Wanting an overseas designer to build the new courses, The National initially had a commitment from Pete Dye which fell threw when Dye refused to travel to Australia to see the site first hand. Other designers were considered but American Robert Trent Jones Jr. eventually selected, mostly on the back of his great work at Joondalup in Western Australia.

Upon first inspection of the site Trent Jones was blown away by its potential and enthused that ‘any golf course architect would kill for a piece of land like this. It is one of the most unique areas of links country left anywhere in the world’. His master plan for The National required the total demolition of the existing course and the introduction of a prestigious residential estate within the clubs boundaries, with the land sales helping to fund the project.

Built on a hillside 80 metres above sea level, the course was dramatically crafted through the rugged coastal tea-tree and offers stunning ocean views on sixteen of the holes. These stirring views together with the constant battle against the harsh Cape Schanck elements define the experience with The National ‘a lion in the wind or a lamb on a clear sunny day ‘ according to Trent Jones.
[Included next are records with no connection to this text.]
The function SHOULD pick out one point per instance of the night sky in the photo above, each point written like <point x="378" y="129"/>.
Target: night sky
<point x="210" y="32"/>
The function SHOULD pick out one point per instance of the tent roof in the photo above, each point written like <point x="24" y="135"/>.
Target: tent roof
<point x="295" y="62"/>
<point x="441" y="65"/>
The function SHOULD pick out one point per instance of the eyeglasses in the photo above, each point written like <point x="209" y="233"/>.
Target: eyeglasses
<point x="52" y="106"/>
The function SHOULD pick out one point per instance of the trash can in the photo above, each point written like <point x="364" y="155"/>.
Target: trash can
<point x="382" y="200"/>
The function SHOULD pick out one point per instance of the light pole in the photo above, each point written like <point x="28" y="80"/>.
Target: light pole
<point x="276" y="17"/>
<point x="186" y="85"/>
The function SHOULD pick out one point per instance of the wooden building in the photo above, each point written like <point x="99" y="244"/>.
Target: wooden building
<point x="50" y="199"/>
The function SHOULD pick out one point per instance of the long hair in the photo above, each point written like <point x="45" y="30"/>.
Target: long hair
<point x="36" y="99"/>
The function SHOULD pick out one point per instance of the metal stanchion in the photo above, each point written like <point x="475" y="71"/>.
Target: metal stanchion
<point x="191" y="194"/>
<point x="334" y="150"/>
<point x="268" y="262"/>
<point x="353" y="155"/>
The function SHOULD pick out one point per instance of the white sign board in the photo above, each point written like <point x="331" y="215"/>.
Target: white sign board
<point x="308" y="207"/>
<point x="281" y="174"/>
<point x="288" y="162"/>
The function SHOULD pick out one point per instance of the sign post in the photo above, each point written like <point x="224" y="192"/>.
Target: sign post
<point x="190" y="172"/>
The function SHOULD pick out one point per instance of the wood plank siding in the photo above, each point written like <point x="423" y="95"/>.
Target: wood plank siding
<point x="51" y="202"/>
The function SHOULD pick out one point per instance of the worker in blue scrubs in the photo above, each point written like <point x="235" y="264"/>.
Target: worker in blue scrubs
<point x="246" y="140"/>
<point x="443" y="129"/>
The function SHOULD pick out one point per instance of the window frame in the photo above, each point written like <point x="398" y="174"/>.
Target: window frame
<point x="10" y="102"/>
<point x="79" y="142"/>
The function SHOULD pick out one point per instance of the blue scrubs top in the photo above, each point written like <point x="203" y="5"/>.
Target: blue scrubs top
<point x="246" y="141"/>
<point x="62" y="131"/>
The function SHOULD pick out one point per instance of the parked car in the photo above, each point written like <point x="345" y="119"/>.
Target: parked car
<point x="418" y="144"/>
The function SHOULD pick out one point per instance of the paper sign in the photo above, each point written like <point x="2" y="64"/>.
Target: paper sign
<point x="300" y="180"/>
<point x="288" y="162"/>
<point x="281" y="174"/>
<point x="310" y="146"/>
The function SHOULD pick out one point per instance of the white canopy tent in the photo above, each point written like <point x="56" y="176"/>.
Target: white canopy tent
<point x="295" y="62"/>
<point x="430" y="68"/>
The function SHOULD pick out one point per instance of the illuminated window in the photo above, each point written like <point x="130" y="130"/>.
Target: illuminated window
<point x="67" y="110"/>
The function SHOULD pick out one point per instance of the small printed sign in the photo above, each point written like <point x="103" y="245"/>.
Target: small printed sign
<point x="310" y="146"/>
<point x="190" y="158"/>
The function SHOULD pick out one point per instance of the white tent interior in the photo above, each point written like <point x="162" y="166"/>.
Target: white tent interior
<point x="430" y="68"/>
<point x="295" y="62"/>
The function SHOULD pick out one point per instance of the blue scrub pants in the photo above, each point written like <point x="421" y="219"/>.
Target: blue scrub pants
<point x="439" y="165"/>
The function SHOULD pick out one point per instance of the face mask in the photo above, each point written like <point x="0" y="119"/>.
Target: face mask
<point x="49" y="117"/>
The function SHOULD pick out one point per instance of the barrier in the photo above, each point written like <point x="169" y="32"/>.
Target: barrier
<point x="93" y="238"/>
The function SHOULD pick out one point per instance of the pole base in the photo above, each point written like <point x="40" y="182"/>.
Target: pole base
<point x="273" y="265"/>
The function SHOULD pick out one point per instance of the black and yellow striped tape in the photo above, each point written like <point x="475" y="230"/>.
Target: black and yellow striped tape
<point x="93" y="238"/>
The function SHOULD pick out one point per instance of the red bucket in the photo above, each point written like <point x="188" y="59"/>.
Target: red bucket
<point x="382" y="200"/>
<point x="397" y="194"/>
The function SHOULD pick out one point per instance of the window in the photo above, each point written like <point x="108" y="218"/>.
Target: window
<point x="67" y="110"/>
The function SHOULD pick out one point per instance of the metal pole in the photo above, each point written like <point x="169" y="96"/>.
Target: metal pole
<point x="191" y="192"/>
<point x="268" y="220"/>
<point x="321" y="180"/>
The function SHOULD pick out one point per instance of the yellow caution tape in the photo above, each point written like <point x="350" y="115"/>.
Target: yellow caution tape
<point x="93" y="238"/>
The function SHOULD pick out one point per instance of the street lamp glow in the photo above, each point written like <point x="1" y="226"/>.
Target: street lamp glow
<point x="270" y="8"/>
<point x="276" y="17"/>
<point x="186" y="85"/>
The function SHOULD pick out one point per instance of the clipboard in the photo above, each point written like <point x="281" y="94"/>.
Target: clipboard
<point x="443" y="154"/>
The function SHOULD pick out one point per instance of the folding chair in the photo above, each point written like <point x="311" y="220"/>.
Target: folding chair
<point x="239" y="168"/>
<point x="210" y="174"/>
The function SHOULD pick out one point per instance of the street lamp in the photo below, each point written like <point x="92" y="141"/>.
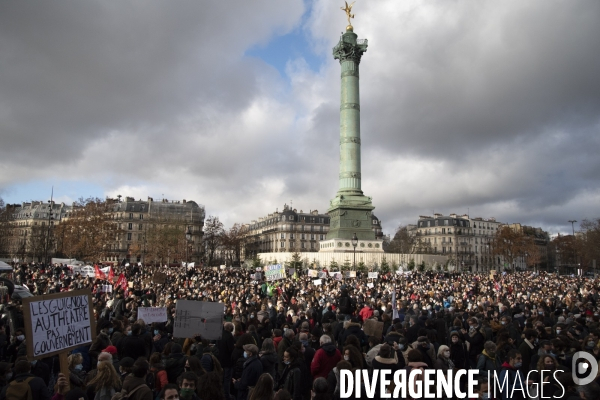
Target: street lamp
<point x="188" y="238"/>
<point x="572" y="221"/>
<point x="354" y="244"/>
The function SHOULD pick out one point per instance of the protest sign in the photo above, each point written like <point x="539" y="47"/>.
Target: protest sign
<point x="274" y="272"/>
<point x="152" y="314"/>
<point x="57" y="323"/>
<point x="159" y="277"/>
<point x="198" y="318"/>
<point x="372" y="327"/>
<point x="104" y="288"/>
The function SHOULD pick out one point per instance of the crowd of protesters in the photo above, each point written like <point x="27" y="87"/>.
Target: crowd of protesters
<point x="291" y="338"/>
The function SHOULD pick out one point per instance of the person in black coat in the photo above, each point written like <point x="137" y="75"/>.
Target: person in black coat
<point x="133" y="345"/>
<point x="250" y="374"/>
<point x="353" y="328"/>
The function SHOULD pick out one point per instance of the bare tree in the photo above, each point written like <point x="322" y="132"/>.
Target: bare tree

Critics of the course tend to find the sharp bunkering, tiered landing areas and thick scrub surrounding the fairways a little too penal, especially in all too frequent high winds. Members though enjoy a wry smile when their beloved course is criticised as most that leave apparently unsatisfied with the severity of the challenge, invariably supplicate members for a return game. It’s my guess that detractors have only played the course as a lion and never enjoyed it as a lamb during the magically calm, clear Peninsula days when the birdie chances are flowing.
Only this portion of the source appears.